Abstract Background Many patients with type 1 diabetes mellitus (T1DM) had histological evidence of steatosis and met the histological criteria for non-alcoholic steatohepatitis (NASH). Accumulating data suggested that dipeptidyl peptidase-4 (DDP-4) enzyme is involved in the development of various chronic liver diseases. Some studies showed the beneficial effect of DDP-4 inhibitors in liver injury for their ability in modulating fatty acid oxidation, decreasing lipogenesis and improving hepatic glucose metabolism. Objectives Therefore, we performed a randomized-controlled trial to assess the effect of the oral DPP- 4 inhibitor vildagliptin as an add-on therapy on NASH in adolescents with T1DM as well as its effect on glycemic control, lipid profile.
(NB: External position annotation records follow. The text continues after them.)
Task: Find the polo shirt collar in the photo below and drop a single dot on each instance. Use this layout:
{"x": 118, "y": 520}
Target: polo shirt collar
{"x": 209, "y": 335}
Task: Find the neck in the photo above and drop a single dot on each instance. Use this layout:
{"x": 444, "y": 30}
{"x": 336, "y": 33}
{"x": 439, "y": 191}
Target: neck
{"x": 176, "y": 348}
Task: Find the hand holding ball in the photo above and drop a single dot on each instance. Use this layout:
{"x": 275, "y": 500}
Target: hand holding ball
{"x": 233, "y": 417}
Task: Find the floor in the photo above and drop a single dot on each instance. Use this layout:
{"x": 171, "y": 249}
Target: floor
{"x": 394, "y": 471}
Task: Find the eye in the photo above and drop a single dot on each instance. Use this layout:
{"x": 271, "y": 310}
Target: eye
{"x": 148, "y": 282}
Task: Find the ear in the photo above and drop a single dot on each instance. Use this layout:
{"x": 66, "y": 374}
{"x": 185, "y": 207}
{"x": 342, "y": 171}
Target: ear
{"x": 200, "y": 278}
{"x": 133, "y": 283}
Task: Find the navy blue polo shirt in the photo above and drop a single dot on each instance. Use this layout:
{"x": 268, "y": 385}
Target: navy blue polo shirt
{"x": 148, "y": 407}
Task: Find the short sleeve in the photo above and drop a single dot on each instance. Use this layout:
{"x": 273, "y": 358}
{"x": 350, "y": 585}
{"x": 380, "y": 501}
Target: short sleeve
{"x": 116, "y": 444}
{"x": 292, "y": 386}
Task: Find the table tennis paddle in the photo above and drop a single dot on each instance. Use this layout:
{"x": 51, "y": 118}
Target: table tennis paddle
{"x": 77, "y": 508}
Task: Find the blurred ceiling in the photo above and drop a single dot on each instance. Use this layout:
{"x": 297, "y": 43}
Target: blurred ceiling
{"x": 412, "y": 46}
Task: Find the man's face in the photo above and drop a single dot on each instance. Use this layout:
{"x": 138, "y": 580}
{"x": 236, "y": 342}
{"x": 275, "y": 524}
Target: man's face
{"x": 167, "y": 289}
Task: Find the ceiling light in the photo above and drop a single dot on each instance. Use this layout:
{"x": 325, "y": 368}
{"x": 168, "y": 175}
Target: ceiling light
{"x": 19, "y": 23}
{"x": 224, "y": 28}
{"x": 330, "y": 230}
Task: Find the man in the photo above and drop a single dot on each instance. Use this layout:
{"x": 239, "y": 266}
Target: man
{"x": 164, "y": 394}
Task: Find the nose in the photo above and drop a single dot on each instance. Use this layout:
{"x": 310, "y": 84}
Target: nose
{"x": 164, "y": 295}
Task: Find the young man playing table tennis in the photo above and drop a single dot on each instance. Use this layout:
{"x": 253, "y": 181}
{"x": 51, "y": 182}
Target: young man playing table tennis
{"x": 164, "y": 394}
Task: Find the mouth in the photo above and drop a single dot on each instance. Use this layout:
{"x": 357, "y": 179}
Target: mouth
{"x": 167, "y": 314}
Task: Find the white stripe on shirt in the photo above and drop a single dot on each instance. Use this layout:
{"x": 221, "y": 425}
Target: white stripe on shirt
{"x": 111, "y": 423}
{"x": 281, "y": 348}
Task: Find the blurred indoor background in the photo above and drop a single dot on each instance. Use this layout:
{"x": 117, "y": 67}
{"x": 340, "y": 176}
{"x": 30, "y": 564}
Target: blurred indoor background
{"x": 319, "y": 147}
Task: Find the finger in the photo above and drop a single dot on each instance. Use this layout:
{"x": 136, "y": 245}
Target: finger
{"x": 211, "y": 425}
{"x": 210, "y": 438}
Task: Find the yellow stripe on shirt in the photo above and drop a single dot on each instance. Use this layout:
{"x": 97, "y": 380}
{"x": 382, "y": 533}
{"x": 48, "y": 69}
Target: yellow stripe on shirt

Methods This study included 60 adolescents with T1DM and NASH. Patients were randomly assigned into two groups; intervention group who received oral vildagliptin (50 mg daily). The other group did not receive any supplementation and served as a control group. Both groups were followed- up for six months with assessment of fasting and 2 hours post-prandial blood glucose levels, HbA1c, liver function tests, fasting lipid profile and hepatic steatosis index. Results Supplementation with oral DPP-4 inhibitor vildagliptin was safe and well-tolerated. After six months, Vildagliptin adjuvant therapy for the intervention group resulted in a significant decrease of systolic and diastolic blood pressure as well as insulin dose (p < 0.001). Blood glucose levels, HbA1c, liver enzymes, triglycerides, total cholesterol and hepatic steatosis index were significantly lower after vildagliptin therapy compared with baseline levels and compared with the control group (p < 0.001). Conclusions The DDP-4 inhibitor vildagliptin in a once daily dose of 50 mg orally for six months as an add-on therapy for adolescents with T1DM and NASH was safe and improved glycemic control and dyslipidemia while decreasing steatosis; hence, preventing disease progression.